Ten days into shelter-in-place orders after my kids’ schools closed, my family and I gathered around the table, staring at a mystery machine. The serendipitous early birthday gift from my mother-in-law – a sewing machine – had been meant for my sabbatical dream of learning to sew. Now, the material I had snagged from a craft store weeks earlier, though never used, provided the opportunity to fashion facemasks for the whole family. We were unable to find masks in all the usual places, and the run on stores for other commodities signaled that we were likely in a whole new era of public life. My partner and I researched easy patterns to practice on, and we took turns learning the secrets of the machine and how to make the material behave. Weeks later, we are still nowhere near professional grade; you can tell we are new to the craft of sewing.

This personal experience reveals a lot about my family, even at the beginning of our experience with the coronavirus pandemic. Both my partner and I teach at a regional public university; I was on sabbatical. We had access to a machine, material, and time, despite the fact we lacked skill. For that, we could turn to internet instruction, something that has quickly become a feature of my children’s academic lives. We have adopted the practice of masking when we go outside, though we reside in a suburban space in a single-family home. Our children have deeply held opinions of their masks, particularly about the colors and patterns they wear. My five-year-old daughter’s favorite mask, made of My Little Pony material, definitively contrasts from my seventeen-year-old son’s mask of choice, a bandana cut from a dark blue sheet.

Analyzing masks themselves, as well as the experiences of people who make and use them – the design, the material, and the prominent place face masks have in our lives – is a way to gain insight into stories of the pandemic experience that cut across social strata.
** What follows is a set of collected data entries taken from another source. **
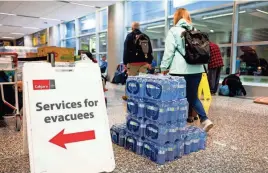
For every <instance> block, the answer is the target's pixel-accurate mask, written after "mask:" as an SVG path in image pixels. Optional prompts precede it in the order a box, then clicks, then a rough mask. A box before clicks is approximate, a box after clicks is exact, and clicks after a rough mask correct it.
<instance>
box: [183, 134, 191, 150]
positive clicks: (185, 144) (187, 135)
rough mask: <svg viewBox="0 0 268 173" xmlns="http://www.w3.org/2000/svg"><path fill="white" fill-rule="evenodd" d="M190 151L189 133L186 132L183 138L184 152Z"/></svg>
mask: <svg viewBox="0 0 268 173" xmlns="http://www.w3.org/2000/svg"><path fill="white" fill-rule="evenodd" d="M190 153H191V135H189V133H188V134H187V135H186V137H185V140H184V154H185V155H188V154H190Z"/></svg>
Material culture centers objects as historical documents that can be read like a text; whether highlighting the physical piece or searching for the biography behind it, this approach reveals complex sociocultural behavior. In 1974, E. McClung Fleming commented that “Every culture, however primitive or advanced, is absolutely dependent on its artifacts for its survival and self-realization.”1 That is even more true now, where masks are common objects representing shared experience in the immediate moment. Even the lack of a mask can indicate a political position or the inaccessibility of resources, skill, or time.

Masks have been used throughout history in response to disease, and the differences between them mark particular moments in time. For example, the plague mask associated with Black Death reflected not only the attempt to protect a doctor from being close to a victim but also the early-modern European belief in miasma, dangerous or poisonous air.2 The mask became the physical embodiment of time-specific medical and scientific knowledge. These masks were used almost exclusively by doctors, rather than as a popularly adopted protection from disease. Contrast these to the linen or gauze masks associated with (and widely photographed during) the global influenza epidemic of 1918 and 1919. Gone were the long beaks to protect against miasma. Following military and medical supply chains already in service during World War I, these new masks were easily produced and distributed. In many cases – from the plague of the 1300s through cholera in the 1800s and influenza of the 1900s – masking was the purview of medical personnel and officials. Masking of the general population was not yet widely practiced, though there were attempts throughout 1918 and 1919.